Milano, treno deragliato a Pioltello: il racconto di superstiti e dei medici

“Quando ho sentito che il Treno vibrava tanto, ho azionato subito il freno ma era gia’ troppo tardi, era gia’ fuori dai binari”. E’ questo, in sostanza, il primo racconto reso agli investigatori dal macchinista che guidava il Treno deragliato stamani nel Milanese.

Un incidente “Eventi di questo tipo hanno un impatto drammatico anche su di noi che li gestiamo”, racconta Marzia Spessot, medico del San Raffaele e coordinatrice del progetto di Medicina d’Urgenza. “Tutti i pazienti arrivati hanno ricevuto i trattamenti adeguati. I piu’ critici sono andati in terapia intensiva. Gli altri erano molto provati dal punto di vista psicologico”, ha proseguito. La struttura sanitaria ha ricevuto in tutto 10 pazienti, uno in codice rosso, 3 in giallo, 6 in verde e poi altri 2 codici gialli e 2 verdi accolti da altri ospedali.

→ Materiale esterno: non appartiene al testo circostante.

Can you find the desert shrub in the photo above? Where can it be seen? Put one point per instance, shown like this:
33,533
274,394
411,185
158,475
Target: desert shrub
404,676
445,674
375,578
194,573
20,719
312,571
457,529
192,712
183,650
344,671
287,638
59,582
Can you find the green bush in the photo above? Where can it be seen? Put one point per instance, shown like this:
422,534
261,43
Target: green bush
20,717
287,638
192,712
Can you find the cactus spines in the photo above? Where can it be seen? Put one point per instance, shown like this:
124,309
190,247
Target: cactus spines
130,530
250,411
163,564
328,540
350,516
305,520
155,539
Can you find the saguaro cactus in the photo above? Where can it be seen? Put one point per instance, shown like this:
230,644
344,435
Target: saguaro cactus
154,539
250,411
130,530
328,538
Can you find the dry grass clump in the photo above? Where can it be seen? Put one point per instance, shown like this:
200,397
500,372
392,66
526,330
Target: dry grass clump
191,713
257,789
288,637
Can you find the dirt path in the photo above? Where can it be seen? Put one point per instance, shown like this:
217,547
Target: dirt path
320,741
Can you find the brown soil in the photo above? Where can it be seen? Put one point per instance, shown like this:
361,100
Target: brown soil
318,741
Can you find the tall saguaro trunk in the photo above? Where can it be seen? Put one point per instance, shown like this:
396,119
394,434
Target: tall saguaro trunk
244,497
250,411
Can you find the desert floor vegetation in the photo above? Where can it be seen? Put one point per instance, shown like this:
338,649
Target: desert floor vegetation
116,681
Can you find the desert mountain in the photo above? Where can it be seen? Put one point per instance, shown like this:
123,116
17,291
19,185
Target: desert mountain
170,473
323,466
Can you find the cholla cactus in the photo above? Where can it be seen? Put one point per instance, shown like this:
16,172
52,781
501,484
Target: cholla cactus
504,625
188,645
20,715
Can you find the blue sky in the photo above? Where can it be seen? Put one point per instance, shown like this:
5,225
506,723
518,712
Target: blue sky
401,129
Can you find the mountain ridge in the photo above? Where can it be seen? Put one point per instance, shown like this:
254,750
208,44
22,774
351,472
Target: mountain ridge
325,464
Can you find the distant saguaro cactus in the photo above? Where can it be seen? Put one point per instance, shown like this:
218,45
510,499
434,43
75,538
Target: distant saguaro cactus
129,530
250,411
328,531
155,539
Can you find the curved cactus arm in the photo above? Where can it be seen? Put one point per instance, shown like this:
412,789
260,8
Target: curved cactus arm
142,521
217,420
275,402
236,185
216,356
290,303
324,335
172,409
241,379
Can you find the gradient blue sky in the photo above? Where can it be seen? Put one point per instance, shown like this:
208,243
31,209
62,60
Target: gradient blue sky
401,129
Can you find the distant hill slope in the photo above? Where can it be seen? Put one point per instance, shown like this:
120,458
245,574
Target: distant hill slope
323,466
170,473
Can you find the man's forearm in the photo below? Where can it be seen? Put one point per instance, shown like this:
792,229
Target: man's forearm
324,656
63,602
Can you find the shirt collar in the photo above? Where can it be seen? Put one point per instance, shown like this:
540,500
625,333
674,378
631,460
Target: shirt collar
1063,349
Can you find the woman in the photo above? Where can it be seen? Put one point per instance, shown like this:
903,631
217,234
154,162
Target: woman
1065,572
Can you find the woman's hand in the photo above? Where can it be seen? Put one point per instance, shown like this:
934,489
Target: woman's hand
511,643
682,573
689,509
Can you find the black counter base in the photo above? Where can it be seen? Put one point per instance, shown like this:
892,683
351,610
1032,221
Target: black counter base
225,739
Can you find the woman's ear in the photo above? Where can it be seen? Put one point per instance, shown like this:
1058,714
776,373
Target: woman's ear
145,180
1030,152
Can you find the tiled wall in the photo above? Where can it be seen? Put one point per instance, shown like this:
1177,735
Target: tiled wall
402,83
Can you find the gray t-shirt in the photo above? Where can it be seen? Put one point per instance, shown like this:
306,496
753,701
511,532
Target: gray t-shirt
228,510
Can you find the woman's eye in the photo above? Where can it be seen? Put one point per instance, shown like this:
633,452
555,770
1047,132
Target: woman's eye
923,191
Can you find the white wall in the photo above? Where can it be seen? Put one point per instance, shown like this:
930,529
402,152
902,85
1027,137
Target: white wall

Tra i feriti nel deragliamento del Treno avvenuto questa mattina a Pioltello c’e’ Daniela Sassi, di 38 anni, figlia del sindaco di Ricengo (Cremona) Ernestino Sassi. La donna, che versa in gravi condizioni, e’ stata sottoposta a intervento chirurgico al Policlinico di Milano. Era salita alla stazione di Crema. “Poco dopo l’incidente mio genero ha ricevuto la chiamata da un altro passeggero – ha raccontato il sindaco – Mia figlia non riusciva a parlare, aveva le gambe incastrate fra le lamiere ed e’ rimasta bloccata per oltre un’ora prima che i soccorritori riuscissero a raggiungerla e a liberarla”. Si e’ anche saputo attraverso il sindaco di Ricengo che sua figlia si trovava sul Treno accanto a Giuseppina Pirri, la donna di 39 anni originaria di Cernusco sul Naviglio che figura tra le tre vittime.

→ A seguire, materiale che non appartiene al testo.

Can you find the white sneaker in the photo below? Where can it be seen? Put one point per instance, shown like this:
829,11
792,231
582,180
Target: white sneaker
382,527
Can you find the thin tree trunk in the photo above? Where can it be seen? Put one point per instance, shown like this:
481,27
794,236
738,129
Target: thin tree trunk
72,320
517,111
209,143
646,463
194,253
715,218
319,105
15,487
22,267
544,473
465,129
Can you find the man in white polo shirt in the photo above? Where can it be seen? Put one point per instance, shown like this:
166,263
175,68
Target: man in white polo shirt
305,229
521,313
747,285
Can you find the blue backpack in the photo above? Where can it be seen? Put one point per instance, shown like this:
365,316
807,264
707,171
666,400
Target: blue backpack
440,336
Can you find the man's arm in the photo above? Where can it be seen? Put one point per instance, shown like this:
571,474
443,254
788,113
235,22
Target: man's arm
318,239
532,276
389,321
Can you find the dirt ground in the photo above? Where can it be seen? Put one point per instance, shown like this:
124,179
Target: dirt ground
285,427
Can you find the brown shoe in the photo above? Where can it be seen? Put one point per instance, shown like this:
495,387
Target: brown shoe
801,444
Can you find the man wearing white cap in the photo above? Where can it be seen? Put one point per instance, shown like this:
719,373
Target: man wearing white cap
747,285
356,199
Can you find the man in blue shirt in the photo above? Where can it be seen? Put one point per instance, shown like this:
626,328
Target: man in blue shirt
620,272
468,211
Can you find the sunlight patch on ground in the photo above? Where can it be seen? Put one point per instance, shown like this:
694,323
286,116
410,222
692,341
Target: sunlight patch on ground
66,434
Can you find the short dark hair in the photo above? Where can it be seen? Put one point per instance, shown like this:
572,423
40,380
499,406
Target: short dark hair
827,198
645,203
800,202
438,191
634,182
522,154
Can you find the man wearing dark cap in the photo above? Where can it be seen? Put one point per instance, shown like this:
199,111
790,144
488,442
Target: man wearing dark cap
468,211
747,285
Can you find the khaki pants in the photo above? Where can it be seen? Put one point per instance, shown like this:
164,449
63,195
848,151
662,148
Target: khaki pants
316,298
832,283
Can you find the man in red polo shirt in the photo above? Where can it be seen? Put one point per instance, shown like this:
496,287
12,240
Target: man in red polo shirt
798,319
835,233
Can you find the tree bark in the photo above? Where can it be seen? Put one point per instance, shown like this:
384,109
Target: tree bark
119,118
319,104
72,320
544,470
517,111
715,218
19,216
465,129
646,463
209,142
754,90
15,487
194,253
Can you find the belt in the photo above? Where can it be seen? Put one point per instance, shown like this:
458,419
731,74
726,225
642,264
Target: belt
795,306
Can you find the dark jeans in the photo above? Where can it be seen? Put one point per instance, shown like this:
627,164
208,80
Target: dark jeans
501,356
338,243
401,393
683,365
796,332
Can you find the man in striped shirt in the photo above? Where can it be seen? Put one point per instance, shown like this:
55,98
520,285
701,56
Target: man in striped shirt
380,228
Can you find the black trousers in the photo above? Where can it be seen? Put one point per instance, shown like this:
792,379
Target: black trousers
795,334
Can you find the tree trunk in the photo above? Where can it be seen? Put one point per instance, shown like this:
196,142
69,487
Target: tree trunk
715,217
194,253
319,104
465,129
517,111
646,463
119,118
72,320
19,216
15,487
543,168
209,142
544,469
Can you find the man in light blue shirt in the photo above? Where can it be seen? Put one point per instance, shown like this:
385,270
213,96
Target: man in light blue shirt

“Mio padre è stato uno degli ultimi ad essere estratto vivo. Dovevo prendere quel Treno anche io, ringrazio il fatto di essere pigro”. Racconta dall’ospedale San Raffaele di Milano di Davide, figlio di uno dei feriti rimasti coinvolti nell’incidente ferroviario di questa mattina a Pioltello (Milano).

“Mio padre, sotto shock, ha detto che i soccorsi sono stati ottimi, dall’estrazione sul posto a poi le cure mediche prestate in ospedale. L’unica recriminazione che faccio è a chi gestisce le informazioni della linea ferroviaria”, afferma l’uomo, quarant’anni. “Il problema principale – racconta – è la mancata comunicazione ai famigliari dei coinvolti. Solo grazie alla lucidità di mio padre (un uomo anziano, ndr) sono riuscito a sapere cosa è successo. Lui era a bordo della carrozza più devastata, e quando i soccorritori lo hanno tirato fuori dalle lamiere ha dato il numero del telefono di casa a una signora chiedendole di chiamarci per dirci cosa era successo e che era salvo”.

A quel punto – continua Davide – ho chiamato due volte il call center delle ferrovie e mi è stato detto che non c’erano ne vittime ne feriti. Il tempo di arrivare a casa e vedere le notizie per capire che la situazione era invece molto grave. Ho quindi richiamato il call center e mi è stato detto che non avevano alcuna informazione da darmi. Per fortuna un’ora e mezza dopo l’incidente mio padre si è fatto prestare il cellulare da un’infermiera che lo stava portando in ambulanza in ospedale, e ci siamo precipitati al San Raffaele. Ma se non fosse stato lucido non avrei saputo niente. L’anziano, riferisce il figlio, “ha una frattura scomposta a una caviglia, ma il trauma più forte è quello psicologico”.